UBC receives $3.8M for Survive and Thrive Research Gacility
Photo: The Honourable Michelle Rempel, Minister of State for Western Economic Diversification, on Tuesday announced funding of $3.801 million to establish the Survive and Thrive Applied Research (STAR) facility at UBC’s Okanagan campus in Kelowna.
UBC has launched a new research innovation facility where industry and university researchers can pool their knowledge to rapidly develop novel technologies for human protection, survivability and performance in extreme or remote conditions.
On Tuesday, the Honourable Michelle Rempel, Minister of State for Western Economic Diversification, announced funding of $3.801 million to establish the Survive and Thrive Applied Research (STAR) facility at UBC’s Okanagan campus in Kelowna, BC.
STAR combines world-class research expertise and global partner networks to help commercialize innovative products and develop ideas that can be applied in a wide range of sectors, including manufacturing, natural resources, healthcare, and defense.
One of the first STAR projects is a collaboration between UBC, Kelowna-based Helios Global Technologies, and Imperial College London (UK) to develop a high-tech helmet that can reduce the risk of concussion in contact sports such as hockey and football.

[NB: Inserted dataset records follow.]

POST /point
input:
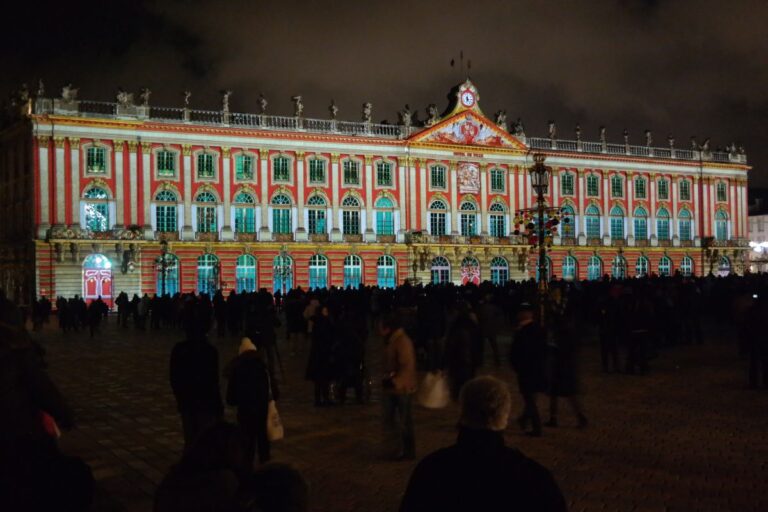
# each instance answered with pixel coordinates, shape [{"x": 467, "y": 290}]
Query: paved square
[{"x": 687, "y": 437}]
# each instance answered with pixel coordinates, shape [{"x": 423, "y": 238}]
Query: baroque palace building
[{"x": 99, "y": 198}]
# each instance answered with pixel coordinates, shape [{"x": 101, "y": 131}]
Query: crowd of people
[{"x": 443, "y": 330}]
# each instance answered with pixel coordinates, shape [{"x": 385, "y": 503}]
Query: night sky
[{"x": 679, "y": 67}]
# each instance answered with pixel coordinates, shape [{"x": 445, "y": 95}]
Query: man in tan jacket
[{"x": 399, "y": 385}]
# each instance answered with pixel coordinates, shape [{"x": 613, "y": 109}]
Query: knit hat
[{"x": 245, "y": 345}]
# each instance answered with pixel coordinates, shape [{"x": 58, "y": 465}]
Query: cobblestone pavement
[{"x": 687, "y": 437}]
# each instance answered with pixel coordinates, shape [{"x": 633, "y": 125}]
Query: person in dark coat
[
  {"x": 320, "y": 367},
  {"x": 528, "y": 359},
  {"x": 479, "y": 472},
  {"x": 564, "y": 378},
  {"x": 249, "y": 390},
  {"x": 194, "y": 372}
]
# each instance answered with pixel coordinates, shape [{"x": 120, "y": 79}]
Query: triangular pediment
[{"x": 467, "y": 128}]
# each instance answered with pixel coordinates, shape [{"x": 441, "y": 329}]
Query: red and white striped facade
[{"x": 54, "y": 138}]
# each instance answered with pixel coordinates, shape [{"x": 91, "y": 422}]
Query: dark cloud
[{"x": 685, "y": 67}]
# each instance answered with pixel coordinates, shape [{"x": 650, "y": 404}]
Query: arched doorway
[
  {"x": 97, "y": 278},
  {"x": 470, "y": 271}
]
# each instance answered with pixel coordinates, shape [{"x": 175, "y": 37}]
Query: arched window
[
  {"x": 386, "y": 272},
  {"x": 497, "y": 220},
  {"x": 617, "y": 223},
  {"x": 282, "y": 274},
  {"x": 594, "y": 268},
  {"x": 619, "y": 267},
  {"x": 318, "y": 272},
  {"x": 208, "y": 274},
  {"x": 568, "y": 222},
  {"x": 468, "y": 218},
  {"x": 592, "y": 221},
  {"x": 721, "y": 225},
  {"x": 499, "y": 271},
  {"x": 166, "y": 211},
  {"x": 665, "y": 266},
  {"x": 350, "y": 216},
  {"x": 167, "y": 283},
  {"x": 437, "y": 213},
  {"x": 662, "y": 224},
  {"x": 96, "y": 206},
  {"x": 245, "y": 213},
  {"x": 353, "y": 271},
  {"x": 206, "y": 213},
  {"x": 569, "y": 268},
  {"x": 316, "y": 209},
  {"x": 684, "y": 225},
  {"x": 385, "y": 216},
  {"x": 470, "y": 271},
  {"x": 245, "y": 274},
  {"x": 441, "y": 270},
  {"x": 724, "y": 266},
  {"x": 640, "y": 223},
  {"x": 641, "y": 267},
  {"x": 686, "y": 266},
  {"x": 281, "y": 214}
]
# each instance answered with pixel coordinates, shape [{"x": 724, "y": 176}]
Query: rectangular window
[
  {"x": 437, "y": 224},
  {"x": 351, "y": 172},
  {"x": 593, "y": 185},
  {"x": 617, "y": 186},
  {"x": 497, "y": 180},
  {"x": 566, "y": 184},
  {"x": 351, "y": 222},
  {"x": 437, "y": 177},
  {"x": 280, "y": 171},
  {"x": 640, "y": 188},
  {"x": 721, "y": 192},
  {"x": 316, "y": 171},
  {"x": 663, "y": 189},
  {"x": 685, "y": 190},
  {"x": 205, "y": 166},
  {"x": 383, "y": 174},
  {"x": 96, "y": 160},
  {"x": 244, "y": 167},
  {"x": 166, "y": 164}
]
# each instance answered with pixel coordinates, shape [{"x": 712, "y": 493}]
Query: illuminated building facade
[{"x": 99, "y": 198}]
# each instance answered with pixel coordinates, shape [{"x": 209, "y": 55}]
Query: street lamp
[{"x": 540, "y": 182}]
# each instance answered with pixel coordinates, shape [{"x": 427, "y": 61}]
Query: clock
[{"x": 467, "y": 98}]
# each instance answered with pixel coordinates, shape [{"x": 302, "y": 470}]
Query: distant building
[{"x": 99, "y": 198}]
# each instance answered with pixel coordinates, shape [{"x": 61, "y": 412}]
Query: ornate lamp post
[{"x": 540, "y": 182}]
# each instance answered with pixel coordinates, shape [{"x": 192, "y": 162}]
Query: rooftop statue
[
  {"x": 69, "y": 93},
  {"x": 298, "y": 106}
]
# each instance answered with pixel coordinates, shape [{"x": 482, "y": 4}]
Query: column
[
  {"x": 264, "y": 232},
  {"x": 484, "y": 200},
  {"x": 60, "y": 180},
  {"x": 226, "y": 170},
  {"x": 412, "y": 206},
  {"x": 423, "y": 194},
  {"x": 335, "y": 186},
  {"x": 146, "y": 191},
  {"x": 119, "y": 182},
  {"x": 301, "y": 233},
  {"x": 133, "y": 184},
  {"x": 368, "y": 197},
  {"x": 454, "y": 198},
  {"x": 401, "y": 185},
  {"x": 186, "y": 156},
  {"x": 44, "y": 199},
  {"x": 74, "y": 181}
]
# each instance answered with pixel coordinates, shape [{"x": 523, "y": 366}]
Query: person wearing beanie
[
  {"x": 480, "y": 472},
  {"x": 248, "y": 389}
]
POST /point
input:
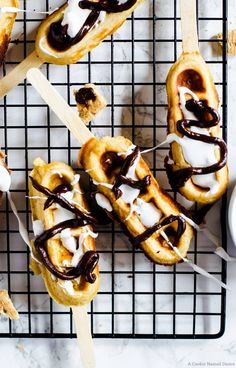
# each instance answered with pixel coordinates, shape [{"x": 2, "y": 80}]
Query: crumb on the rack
[
  {"x": 6, "y": 306},
  {"x": 231, "y": 42},
  {"x": 89, "y": 102}
]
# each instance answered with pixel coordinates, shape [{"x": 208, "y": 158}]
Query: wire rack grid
[{"x": 137, "y": 299}]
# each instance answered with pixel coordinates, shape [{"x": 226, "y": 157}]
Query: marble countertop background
[{"x": 47, "y": 353}]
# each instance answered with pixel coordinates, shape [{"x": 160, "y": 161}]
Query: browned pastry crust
[
  {"x": 231, "y": 42},
  {"x": 91, "y": 108},
  {"x": 192, "y": 72},
  {"x": 6, "y": 24},
  {"x": 48, "y": 175},
  {"x": 156, "y": 249},
  {"x": 91, "y": 40},
  {"x": 6, "y": 306}
]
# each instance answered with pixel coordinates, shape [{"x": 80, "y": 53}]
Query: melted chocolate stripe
[
  {"x": 89, "y": 260},
  {"x": 109, "y": 6},
  {"x": 165, "y": 222},
  {"x": 179, "y": 177},
  {"x": 58, "y": 37},
  {"x": 58, "y": 198}
]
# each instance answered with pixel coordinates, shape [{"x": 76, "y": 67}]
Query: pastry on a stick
[
  {"x": 128, "y": 192},
  {"x": 69, "y": 33},
  {"x": 79, "y": 26},
  {"x": 199, "y": 169},
  {"x": 7, "y": 20},
  {"x": 64, "y": 243}
]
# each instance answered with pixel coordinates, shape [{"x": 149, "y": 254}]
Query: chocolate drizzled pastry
[
  {"x": 122, "y": 179},
  {"x": 109, "y": 6},
  {"x": 58, "y": 37},
  {"x": 207, "y": 118},
  {"x": 89, "y": 260}
]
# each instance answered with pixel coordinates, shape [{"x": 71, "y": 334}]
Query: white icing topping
[
  {"x": 128, "y": 152},
  {"x": 5, "y": 181},
  {"x": 13, "y": 9},
  {"x": 76, "y": 179},
  {"x": 61, "y": 214},
  {"x": 148, "y": 214},
  {"x": 129, "y": 194},
  {"x": 75, "y": 17},
  {"x": 78, "y": 254},
  {"x": 57, "y": 172},
  {"x": 103, "y": 202},
  {"x": 106, "y": 185},
  {"x": 68, "y": 286},
  {"x": 38, "y": 227},
  {"x": 197, "y": 153},
  {"x": 68, "y": 241}
]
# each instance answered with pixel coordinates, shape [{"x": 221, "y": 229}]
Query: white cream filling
[
  {"x": 196, "y": 153},
  {"x": 129, "y": 194},
  {"x": 148, "y": 214},
  {"x": 68, "y": 286},
  {"x": 75, "y": 17},
  {"x": 5, "y": 181},
  {"x": 13, "y": 9},
  {"x": 78, "y": 254},
  {"x": 106, "y": 185},
  {"x": 38, "y": 227}
]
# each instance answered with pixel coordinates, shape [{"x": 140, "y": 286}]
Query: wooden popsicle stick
[
  {"x": 189, "y": 25},
  {"x": 84, "y": 337},
  {"x": 18, "y": 74},
  {"x": 82, "y": 133},
  {"x": 60, "y": 107}
]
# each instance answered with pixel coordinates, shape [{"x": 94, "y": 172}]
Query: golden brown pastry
[
  {"x": 6, "y": 24},
  {"x": 6, "y": 306},
  {"x": 199, "y": 168},
  {"x": 128, "y": 193},
  {"x": 64, "y": 243},
  {"x": 77, "y": 27},
  {"x": 89, "y": 102}
]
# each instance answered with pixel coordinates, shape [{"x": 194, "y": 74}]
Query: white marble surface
[{"x": 47, "y": 353}]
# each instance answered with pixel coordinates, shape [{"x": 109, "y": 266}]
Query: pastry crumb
[
  {"x": 231, "y": 42},
  {"x": 6, "y": 306},
  {"x": 89, "y": 102}
]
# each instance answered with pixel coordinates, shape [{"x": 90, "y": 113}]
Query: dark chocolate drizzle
[
  {"x": 109, "y": 6},
  {"x": 58, "y": 37},
  {"x": 89, "y": 260},
  {"x": 202, "y": 112},
  {"x": 122, "y": 179},
  {"x": 165, "y": 222},
  {"x": 85, "y": 94}
]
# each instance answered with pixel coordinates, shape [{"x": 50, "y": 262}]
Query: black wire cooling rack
[{"x": 137, "y": 299}]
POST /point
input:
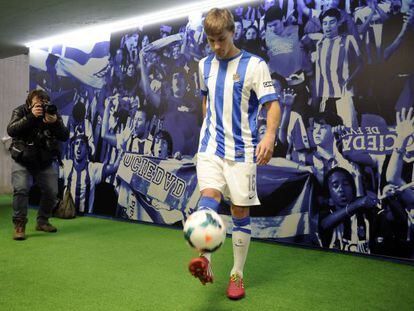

“Collaboration with STAR greatly enhances our capacity to develop innovative products,” says Helios CEO Martin Cronin. “It gives us access to world-class research that helps us to quickly prove out concepts and explore multi-sectoral applications, and also access to funding through our research partnerships.”
STAR partnerships create important opportunities for university researchers and their students, says Prof. Paul van Donkelaar, Director of UBC’s School of Health and Exercise Sciences and Principal Investigator with the UBC Sports Concussion Research Lab.
“We’re working on compelling projects directly related to our primary research, and which also create new ideas for future research and real-world learning opportunities for students,” says van Donkelaar. The STAR partnership with Imperial College London has led to a new collaboration accord which will include student and faculty exchanges between institutions.
“British Columbia, Canada and the UK have remarkable strengths in advanced engineering and innovative technologies, so it is even more remarkable when they bring these shared strengths together,” says Howard Drake, British High Commissioner to Canada. “This facility, along with a broader collaboration between the partners on student and academic exchanges, will advance a range of exciting real-world solutions to help the security industry. I wish everyone involved all the best for what promises to be an exciting future.”
Other STAR initiatives include development of sensors for autonomous aerial vehicles (UAVs) for use in the forestry and agriculture, and personal wireless stop-button technology for workers using large industrial machinery.